The idea being that you can’t lose it, forget it, or have it stolen from where your staying if you always have it on you. If you go this route, be sure to have the passport concealed in either a money belt (also concealed, of course) or someplace on your person that is out of sight.

The second one is that you should leave it at the hotel or place your staying at, usually concealed in some clothing or similar in the place you are staying.

If your hotel in Costa Rica has a in-room safe all the better and you can keep it in here. The idea with this method is that this avoids any potential of leaving it somewhere or having something happen to it while you are out and about and your also going on the assumption, or your playing the odds, that its less likely that something will taken from your room then from yourself while you are out touring or that you leave it somewhere by accident..

The most important thing, regardless of which way you is too remain consistent.

So if  every time you arrive toyour hotel and put your passport in a safe, keep doing it.
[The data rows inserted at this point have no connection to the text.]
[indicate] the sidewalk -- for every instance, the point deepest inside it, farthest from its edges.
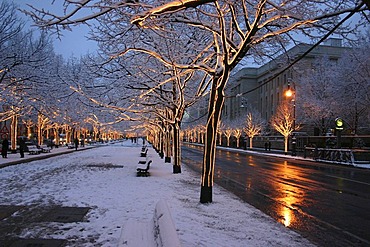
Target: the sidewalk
(103, 181)
(14, 158)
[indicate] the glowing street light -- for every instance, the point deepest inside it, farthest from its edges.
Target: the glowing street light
(290, 93)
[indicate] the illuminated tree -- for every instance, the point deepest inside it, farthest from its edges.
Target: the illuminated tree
(235, 30)
(254, 125)
(283, 121)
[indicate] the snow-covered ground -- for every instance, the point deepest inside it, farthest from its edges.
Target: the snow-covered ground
(116, 195)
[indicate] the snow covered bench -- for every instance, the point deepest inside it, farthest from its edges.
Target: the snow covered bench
(144, 153)
(70, 145)
(160, 231)
(33, 149)
(143, 168)
(45, 149)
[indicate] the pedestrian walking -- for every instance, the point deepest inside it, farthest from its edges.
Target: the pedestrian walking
(76, 143)
(4, 148)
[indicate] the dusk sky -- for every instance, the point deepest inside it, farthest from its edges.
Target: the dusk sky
(73, 42)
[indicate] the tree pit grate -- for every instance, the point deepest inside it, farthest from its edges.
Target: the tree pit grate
(8, 210)
(65, 214)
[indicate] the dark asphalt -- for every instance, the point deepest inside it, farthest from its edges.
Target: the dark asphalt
(326, 203)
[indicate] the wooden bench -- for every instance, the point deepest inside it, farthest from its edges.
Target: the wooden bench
(143, 153)
(70, 145)
(160, 231)
(143, 169)
(45, 149)
(33, 149)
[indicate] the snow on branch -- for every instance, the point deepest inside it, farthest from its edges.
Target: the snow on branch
(170, 7)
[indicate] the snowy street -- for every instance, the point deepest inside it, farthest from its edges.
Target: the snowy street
(104, 180)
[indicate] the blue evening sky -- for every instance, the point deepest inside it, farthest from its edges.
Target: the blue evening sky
(73, 42)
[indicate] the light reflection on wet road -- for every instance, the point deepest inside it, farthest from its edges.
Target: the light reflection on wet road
(328, 204)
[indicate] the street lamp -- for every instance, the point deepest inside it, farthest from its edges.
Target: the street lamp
(290, 93)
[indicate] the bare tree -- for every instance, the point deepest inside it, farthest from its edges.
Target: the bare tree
(236, 29)
(254, 125)
(283, 122)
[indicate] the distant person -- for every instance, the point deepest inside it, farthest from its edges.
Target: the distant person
(22, 147)
(76, 143)
(4, 148)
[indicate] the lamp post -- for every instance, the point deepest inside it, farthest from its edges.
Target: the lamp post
(290, 93)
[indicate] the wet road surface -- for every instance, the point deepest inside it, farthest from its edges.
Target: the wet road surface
(328, 204)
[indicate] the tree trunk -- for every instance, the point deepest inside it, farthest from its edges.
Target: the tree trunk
(286, 139)
(216, 101)
(176, 149)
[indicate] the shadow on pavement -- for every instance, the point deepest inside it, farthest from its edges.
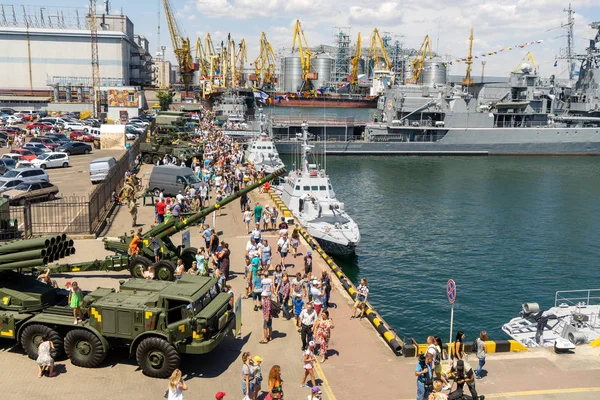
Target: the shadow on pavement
(214, 363)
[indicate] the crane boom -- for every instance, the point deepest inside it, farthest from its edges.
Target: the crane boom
(424, 51)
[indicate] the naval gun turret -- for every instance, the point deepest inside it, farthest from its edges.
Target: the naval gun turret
(165, 268)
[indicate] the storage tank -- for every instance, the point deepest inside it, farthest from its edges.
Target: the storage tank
(434, 72)
(292, 73)
(322, 66)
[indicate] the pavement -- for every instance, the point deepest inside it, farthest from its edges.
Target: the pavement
(360, 365)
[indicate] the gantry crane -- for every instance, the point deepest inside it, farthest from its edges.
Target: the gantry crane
(528, 58)
(306, 57)
(181, 46)
(378, 52)
(95, 90)
(425, 51)
(355, 61)
(467, 80)
(265, 63)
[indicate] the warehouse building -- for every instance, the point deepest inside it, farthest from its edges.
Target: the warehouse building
(43, 54)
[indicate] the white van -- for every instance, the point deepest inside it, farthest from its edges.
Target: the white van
(100, 168)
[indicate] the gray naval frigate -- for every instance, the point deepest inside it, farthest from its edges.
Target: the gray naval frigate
(526, 116)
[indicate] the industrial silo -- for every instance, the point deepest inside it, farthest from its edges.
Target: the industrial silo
(292, 72)
(322, 65)
(434, 72)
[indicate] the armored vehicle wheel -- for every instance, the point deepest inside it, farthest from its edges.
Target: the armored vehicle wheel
(157, 357)
(164, 270)
(84, 349)
(138, 265)
(32, 337)
(188, 255)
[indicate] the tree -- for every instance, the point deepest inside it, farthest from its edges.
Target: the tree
(165, 98)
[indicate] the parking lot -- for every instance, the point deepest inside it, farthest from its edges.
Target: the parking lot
(75, 180)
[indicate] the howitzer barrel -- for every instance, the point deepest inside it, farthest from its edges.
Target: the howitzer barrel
(28, 244)
(175, 226)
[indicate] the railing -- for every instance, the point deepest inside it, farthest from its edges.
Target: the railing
(573, 297)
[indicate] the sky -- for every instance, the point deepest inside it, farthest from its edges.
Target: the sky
(497, 25)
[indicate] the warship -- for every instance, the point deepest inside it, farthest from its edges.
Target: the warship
(526, 116)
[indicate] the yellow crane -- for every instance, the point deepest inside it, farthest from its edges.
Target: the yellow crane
(265, 63)
(528, 58)
(181, 46)
(467, 80)
(425, 51)
(378, 53)
(240, 60)
(355, 61)
(306, 57)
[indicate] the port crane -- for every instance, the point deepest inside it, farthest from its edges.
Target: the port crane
(181, 46)
(467, 80)
(378, 54)
(306, 57)
(425, 52)
(265, 63)
(355, 61)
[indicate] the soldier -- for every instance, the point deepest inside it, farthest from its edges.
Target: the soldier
(133, 211)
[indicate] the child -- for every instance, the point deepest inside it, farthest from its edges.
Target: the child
(75, 300)
(298, 304)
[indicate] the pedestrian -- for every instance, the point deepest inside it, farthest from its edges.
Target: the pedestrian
(75, 301)
(275, 384)
(45, 360)
(322, 333)
(307, 317)
(256, 373)
(309, 360)
(295, 241)
(362, 293)
(481, 352)
(247, 385)
(458, 352)
(424, 374)
(267, 291)
(463, 373)
(176, 386)
(308, 263)
(283, 247)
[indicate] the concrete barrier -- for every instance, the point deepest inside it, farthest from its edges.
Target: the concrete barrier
(376, 320)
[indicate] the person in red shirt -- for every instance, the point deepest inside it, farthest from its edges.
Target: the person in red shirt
(160, 211)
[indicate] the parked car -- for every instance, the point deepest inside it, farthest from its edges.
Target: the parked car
(9, 184)
(24, 154)
(25, 192)
(27, 174)
(49, 143)
(41, 125)
(6, 164)
(51, 160)
(73, 148)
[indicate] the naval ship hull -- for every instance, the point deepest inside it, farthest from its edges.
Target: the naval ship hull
(472, 141)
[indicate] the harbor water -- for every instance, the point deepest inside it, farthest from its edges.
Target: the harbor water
(508, 230)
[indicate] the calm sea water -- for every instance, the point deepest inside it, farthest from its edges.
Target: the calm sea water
(508, 230)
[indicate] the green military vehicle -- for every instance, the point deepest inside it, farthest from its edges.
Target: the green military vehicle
(156, 321)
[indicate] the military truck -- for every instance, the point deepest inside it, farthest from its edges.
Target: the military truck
(155, 321)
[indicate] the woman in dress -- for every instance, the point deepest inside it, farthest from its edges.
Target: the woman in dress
(45, 360)
(176, 386)
(295, 241)
(275, 383)
(322, 333)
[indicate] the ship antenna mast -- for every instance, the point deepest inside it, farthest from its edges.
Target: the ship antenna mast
(569, 26)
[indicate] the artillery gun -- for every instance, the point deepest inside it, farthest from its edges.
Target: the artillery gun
(165, 268)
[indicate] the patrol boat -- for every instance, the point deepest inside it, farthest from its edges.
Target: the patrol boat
(308, 194)
(574, 320)
(263, 154)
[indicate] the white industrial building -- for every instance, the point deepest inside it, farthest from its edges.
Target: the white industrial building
(41, 58)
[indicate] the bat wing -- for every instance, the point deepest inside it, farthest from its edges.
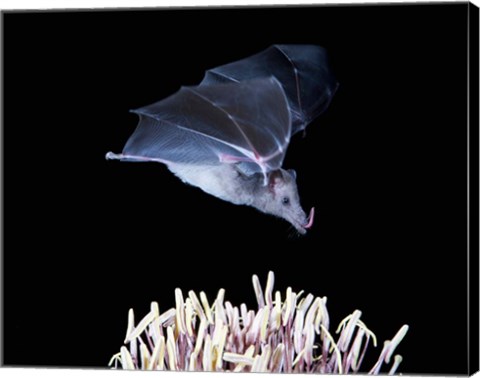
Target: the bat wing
(302, 70)
(246, 123)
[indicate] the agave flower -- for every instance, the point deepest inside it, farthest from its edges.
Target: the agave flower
(289, 334)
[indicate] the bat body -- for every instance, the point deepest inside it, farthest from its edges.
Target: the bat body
(229, 135)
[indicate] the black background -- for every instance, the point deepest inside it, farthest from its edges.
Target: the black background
(385, 167)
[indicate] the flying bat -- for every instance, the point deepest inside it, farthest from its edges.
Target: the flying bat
(229, 134)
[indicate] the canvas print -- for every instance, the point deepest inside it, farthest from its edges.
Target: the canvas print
(281, 189)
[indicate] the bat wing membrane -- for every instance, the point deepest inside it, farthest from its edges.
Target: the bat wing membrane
(302, 70)
(246, 122)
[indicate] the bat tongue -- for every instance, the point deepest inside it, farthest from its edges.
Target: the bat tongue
(310, 219)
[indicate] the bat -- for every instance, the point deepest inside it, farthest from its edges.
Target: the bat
(229, 135)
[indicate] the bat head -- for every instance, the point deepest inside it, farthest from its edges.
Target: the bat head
(282, 200)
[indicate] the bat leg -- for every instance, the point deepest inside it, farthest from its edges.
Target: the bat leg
(310, 219)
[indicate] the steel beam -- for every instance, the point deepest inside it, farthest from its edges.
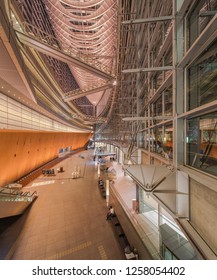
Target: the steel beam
(81, 93)
(151, 69)
(60, 55)
(147, 20)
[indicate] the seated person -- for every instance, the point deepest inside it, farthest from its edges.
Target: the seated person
(111, 213)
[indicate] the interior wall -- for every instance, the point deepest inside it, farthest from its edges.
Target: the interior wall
(203, 212)
(23, 151)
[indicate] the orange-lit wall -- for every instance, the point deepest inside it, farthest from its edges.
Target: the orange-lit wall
(23, 151)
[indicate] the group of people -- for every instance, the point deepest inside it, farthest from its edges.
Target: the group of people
(110, 213)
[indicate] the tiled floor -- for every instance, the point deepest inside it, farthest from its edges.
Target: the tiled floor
(67, 221)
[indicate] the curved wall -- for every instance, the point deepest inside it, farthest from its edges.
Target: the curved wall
(23, 151)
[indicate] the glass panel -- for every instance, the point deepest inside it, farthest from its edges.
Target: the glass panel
(203, 79)
(200, 16)
(201, 143)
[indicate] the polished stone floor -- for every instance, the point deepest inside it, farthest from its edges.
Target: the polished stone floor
(67, 220)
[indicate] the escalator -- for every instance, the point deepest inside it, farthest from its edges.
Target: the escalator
(13, 202)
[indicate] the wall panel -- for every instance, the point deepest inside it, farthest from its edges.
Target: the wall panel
(23, 151)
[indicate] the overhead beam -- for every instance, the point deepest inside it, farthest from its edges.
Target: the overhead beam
(150, 69)
(43, 47)
(147, 20)
(147, 118)
(80, 93)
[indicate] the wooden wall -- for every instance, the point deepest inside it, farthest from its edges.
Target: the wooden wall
(23, 151)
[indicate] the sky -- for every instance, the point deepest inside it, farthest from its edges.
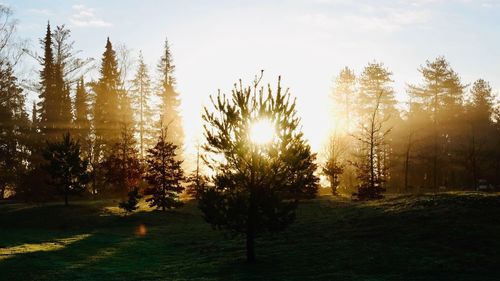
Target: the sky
(307, 42)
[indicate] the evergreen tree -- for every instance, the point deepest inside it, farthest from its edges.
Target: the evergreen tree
(478, 146)
(170, 100)
(164, 174)
(345, 96)
(441, 97)
(256, 187)
(106, 104)
(372, 139)
(374, 80)
(481, 105)
(196, 180)
(141, 97)
(122, 167)
(49, 101)
(68, 171)
(82, 122)
(13, 129)
(375, 91)
(132, 202)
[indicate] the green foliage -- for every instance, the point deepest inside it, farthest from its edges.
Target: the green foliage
(170, 101)
(122, 167)
(106, 103)
(256, 188)
(430, 237)
(133, 198)
(164, 175)
(13, 130)
(68, 171)
(141, 99)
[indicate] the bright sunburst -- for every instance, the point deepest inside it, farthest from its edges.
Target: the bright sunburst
(262, 131)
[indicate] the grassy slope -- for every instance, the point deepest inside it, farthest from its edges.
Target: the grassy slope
(439, 237)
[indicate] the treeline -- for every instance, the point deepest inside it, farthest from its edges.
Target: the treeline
(103, 136)
(447, 137)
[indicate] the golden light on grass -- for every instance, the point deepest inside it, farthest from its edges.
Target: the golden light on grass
(40, 247)
(262, 131)
(141, 230)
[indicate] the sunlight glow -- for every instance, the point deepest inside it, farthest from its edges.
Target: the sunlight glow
(262, 132)
(57, 244)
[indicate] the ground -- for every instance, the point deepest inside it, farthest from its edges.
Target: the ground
(451, 236)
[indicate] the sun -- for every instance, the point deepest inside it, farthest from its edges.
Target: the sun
(262, 131)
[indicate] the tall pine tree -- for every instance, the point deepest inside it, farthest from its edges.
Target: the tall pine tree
(14, 124)
(49, 101)
(106, 103)
(141, 97)
(164, 174)
(170, 100)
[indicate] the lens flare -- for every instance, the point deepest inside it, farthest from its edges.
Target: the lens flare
(262, 131)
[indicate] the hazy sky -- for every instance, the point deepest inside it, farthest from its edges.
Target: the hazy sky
(307, 42)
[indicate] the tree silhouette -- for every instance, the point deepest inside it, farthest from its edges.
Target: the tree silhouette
(68, 171)
(256, 187)
(141, 97)
(370, 168)
(164, 174)
(170, 100)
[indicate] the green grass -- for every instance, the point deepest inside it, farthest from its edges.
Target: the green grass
(453, 236)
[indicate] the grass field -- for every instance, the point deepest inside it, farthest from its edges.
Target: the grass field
(453, 236)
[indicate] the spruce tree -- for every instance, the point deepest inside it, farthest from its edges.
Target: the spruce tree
(170, 100)
(82, 122)
(141, 97)
(123, 171)
(14, 124)
(440, 96)
(345, 96)
(255, 188)
(67, 169)
(49, 101)
(164, 174)
(106, 104)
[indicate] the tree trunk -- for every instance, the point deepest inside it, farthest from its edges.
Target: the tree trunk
(66, 198)
(2, 191)
(250, 246)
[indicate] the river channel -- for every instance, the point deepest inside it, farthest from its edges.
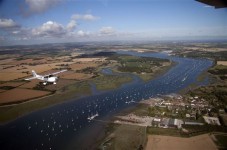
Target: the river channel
(66, 126)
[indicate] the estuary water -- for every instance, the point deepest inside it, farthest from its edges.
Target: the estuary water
(66, 126)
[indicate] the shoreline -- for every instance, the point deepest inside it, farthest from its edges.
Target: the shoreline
(67, 97)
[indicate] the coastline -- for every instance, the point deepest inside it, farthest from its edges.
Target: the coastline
(16, 111)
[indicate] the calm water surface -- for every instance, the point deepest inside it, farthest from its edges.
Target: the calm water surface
(65, 126)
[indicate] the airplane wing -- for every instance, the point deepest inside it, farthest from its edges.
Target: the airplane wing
(58, 72)
(31, 78)
(215, 3)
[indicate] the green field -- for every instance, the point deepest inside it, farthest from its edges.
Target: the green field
(125, 137)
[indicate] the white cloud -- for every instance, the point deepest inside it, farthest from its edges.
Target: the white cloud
(107, 31)
(86, 17)
(71, 25)
(49, 29)
(39, 6)
(81, 33)
(7, 23)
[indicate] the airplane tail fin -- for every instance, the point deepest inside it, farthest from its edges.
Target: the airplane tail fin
(34, 73)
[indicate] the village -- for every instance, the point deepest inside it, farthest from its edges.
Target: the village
(176, 111)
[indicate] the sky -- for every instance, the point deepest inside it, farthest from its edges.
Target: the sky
(25, 22)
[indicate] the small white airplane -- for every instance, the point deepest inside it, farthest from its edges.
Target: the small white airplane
(93, 117)
(50, 78)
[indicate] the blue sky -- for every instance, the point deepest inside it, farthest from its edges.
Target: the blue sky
(47, 21)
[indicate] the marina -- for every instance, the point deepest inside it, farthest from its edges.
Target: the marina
(69, 125)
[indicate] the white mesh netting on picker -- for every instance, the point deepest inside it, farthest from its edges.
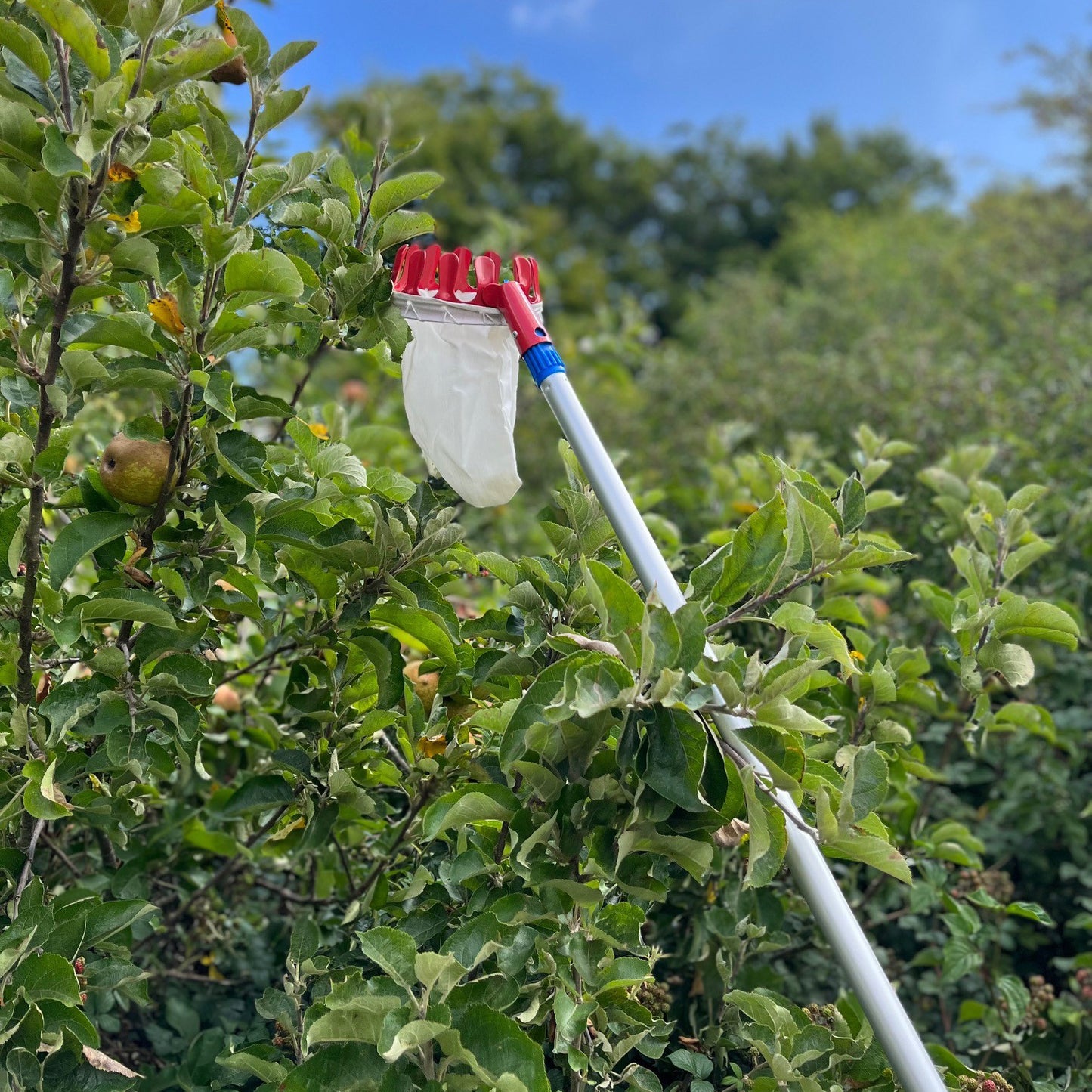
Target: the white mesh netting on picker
(459, 380)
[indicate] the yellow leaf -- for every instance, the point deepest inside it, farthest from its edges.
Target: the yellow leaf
(224, 22)
(431, 746)
(164, 309)
(119, 173)
(129, 224)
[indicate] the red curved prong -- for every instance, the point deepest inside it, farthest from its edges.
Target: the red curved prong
(426, 284)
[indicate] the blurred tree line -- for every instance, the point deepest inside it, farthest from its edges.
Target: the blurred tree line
(758, 292)
(608, 216)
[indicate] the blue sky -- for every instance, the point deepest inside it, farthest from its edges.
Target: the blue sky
(936, 69)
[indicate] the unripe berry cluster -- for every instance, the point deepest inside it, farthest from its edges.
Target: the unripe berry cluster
(984, 1082)
(994, 881)
(654, 996)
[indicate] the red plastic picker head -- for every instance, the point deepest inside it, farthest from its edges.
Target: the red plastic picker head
(435, 274)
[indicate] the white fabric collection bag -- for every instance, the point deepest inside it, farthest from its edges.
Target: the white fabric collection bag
(459, 379)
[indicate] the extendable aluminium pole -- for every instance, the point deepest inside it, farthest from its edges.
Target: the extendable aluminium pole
(905, 1050)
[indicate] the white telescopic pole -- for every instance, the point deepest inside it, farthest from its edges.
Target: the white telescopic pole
(899, 1038)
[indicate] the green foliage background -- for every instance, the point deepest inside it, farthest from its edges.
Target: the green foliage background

Same with any other way you handle your passport as the idea is just to stay consistent so you always know where it should be.

I, personally, subscribe to the second option as I have never had any problem leaving it in any place I have stayed and it keeps me from being concerned about it while I am walking around.

This is particularly true when I at beach in Costa Rica like Manuel Antiono or Tamarindo as opposed to a wet ares like Monteverde or say water water rafting since places where you can keep passport is more limited.

If you decide take the passport with you, then just make sure you always keep it somewhere on you and not in your backpack or shoulder bag. It far too easy for some of the pro’s out there to get your bag.

If you happen to be in a country that requires that you always have some form of ID on you, at all times, just bring your drivers license and photocopy of your passport.

This should more then suffice for any official asking for this.

Final Thoughts

By just taking a few precautions and having a plan in place to replace your passport, should anything happen, can help ensure that trip goes as smooth as can be from that moment forward.